No holding back for grumpy MPs

Sketch: The ultimate expenses whinge

Sketch: The ultimate expenses whinge

MPs couldn’t hold in their expenses frustrations any longer, indulging in an orgy of whining and whingeing as they turned against the watchdog tasked with keeping them in check.

By Alex Stevenson

Expenses simply hasn’t gone away. It’s the political disaster story that just keeps on giving.

The series of botched attempts at moving on from the scandals of 2009 have had one thing in common: utter failure. Now MPs, faced with coping with the new system, have thrown caution to the wind.

Never before has partisanship been so utterly discarded. Party allegiance was left at the door as Labour, Conservative and Liberal Democrat MPs trooped into the grand committee room. Usually the Commons’ spillover chamber is usually near-deserted. This morning it was full of tetchy, angry, fed up politicians.

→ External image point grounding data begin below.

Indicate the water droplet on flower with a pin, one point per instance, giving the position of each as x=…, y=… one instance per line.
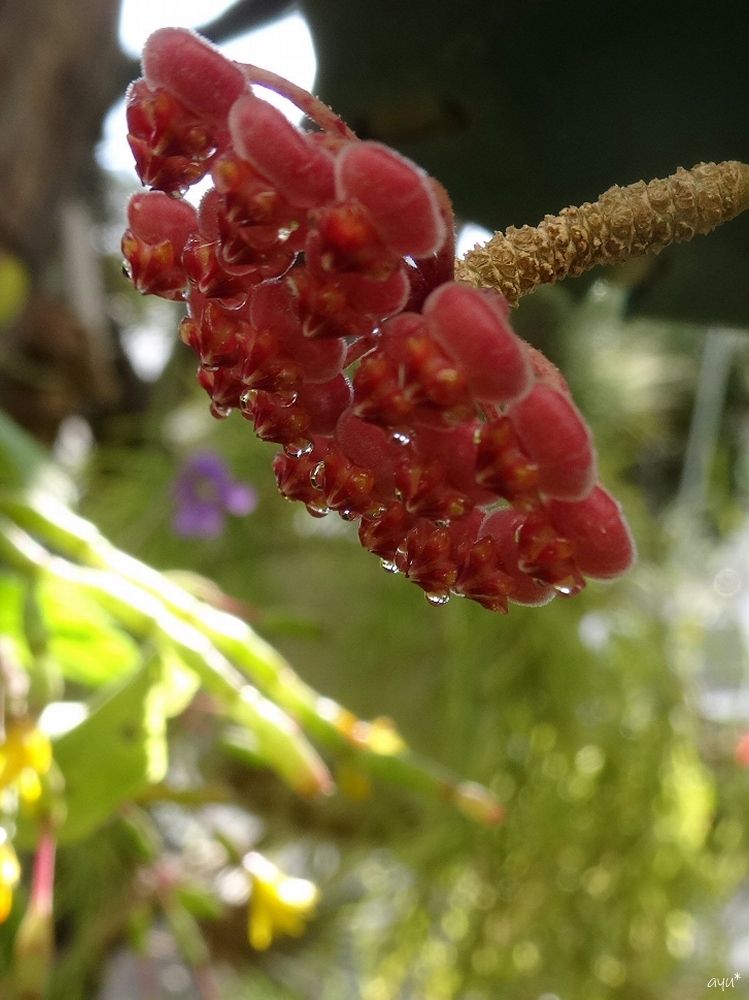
x=568, y=587
x=317, y=510
x=317, y=476
x=438, y=598
x=287, y=397
x=233, y=301
x=296, y=449
x=247, y=398
x=399, y=437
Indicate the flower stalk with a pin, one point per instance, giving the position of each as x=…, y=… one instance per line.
x=625, y=222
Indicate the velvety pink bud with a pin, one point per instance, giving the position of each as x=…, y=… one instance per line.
x=479, y=339
x=155, y=217
x=367, y=445
x=301, y=170
x=556, y=438
x=193, y=70
x=274, y=307
x=596, y=527
x=325, y=402
x=503, y=526
x=396, y=193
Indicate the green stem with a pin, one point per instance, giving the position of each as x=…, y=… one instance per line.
x=279, y=739
x=322, y=718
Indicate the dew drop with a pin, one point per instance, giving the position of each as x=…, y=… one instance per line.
x=317, y=476
x=296, y=449
x=399, y=437
x=438, y=598
x=247, y=398
x=287, y=397
x=317, y=510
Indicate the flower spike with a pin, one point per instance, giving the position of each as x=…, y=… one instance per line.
x=323, y=304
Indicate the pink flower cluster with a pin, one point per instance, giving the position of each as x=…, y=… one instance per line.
x=318, y=274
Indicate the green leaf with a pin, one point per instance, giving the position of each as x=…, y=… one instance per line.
x=116, y=752
x=25, y=465
x=88, y=647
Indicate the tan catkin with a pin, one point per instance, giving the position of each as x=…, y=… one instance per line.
x=625, y=222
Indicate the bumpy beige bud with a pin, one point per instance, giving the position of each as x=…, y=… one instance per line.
x=625, y=222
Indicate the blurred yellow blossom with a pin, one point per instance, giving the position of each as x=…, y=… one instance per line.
x=10, y=873
x=25, y=755
x=279, y=903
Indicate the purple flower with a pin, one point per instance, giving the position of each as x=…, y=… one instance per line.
x=204, y=493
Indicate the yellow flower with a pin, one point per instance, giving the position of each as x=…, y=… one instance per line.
x=10, y=873
x=25, y=755
x=279, y=903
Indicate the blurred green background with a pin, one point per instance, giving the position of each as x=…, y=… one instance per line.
x=607, y=724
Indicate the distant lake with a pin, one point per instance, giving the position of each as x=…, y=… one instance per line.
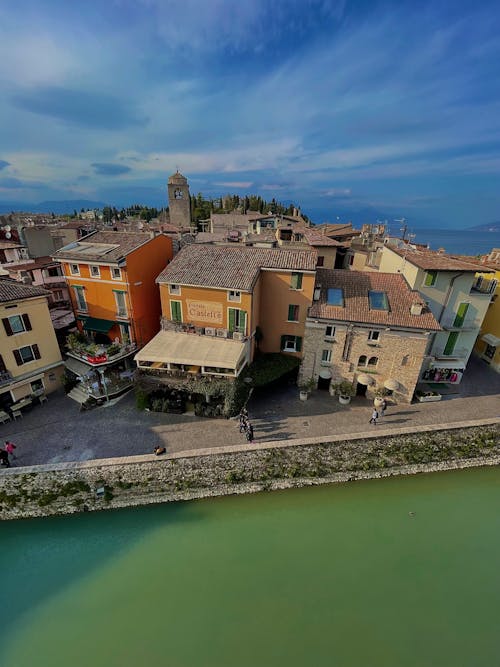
x=458, y=241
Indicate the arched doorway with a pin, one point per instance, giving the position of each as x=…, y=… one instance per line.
x=324, y=379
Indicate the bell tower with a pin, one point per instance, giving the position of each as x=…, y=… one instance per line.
x=179, y=202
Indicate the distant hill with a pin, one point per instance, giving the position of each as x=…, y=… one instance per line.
x=57, y=207
x=488, y=227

“It’s indefensible!” David Winnick, who had secured the adjournment debate, spluttered and thumped his way through a cantankerous speech of monumentally grumpy proportions. His attack on the Independent Parliamentary Standards Authority (Ipsa), whose miserable implementation of the new allowances system has so ruffled MPs’ feathers, didn’t hold back. They had set up a “pitiful” system.

These were not the ravings of a lone individual, for Winnick was interrupted on countless occasions by MPs determined to agree. Their gripes were seemingly endless.

Emily Thornberry was appalled that “not one thought” appeared to have been given to London MPs. Another revealed he had experienced a “glitch” showing him the claims of another MP. Angela E Smith complained that Ipsa had “totally overlooked” maternity leave. Former deputy leader of the House Helen Goodman accused Ipsa of behaving “above the law” because it removed travel allowances for spouses when MPs’ children reached the age of six. Tory grandee Sir John Stanley lamented the loss of parliamentary privilege through the demise of “freedom of obstruction”. Jim Sheridan, a great friend of the Speaker, called the reduction in staffing budgets “totally unacceptable”.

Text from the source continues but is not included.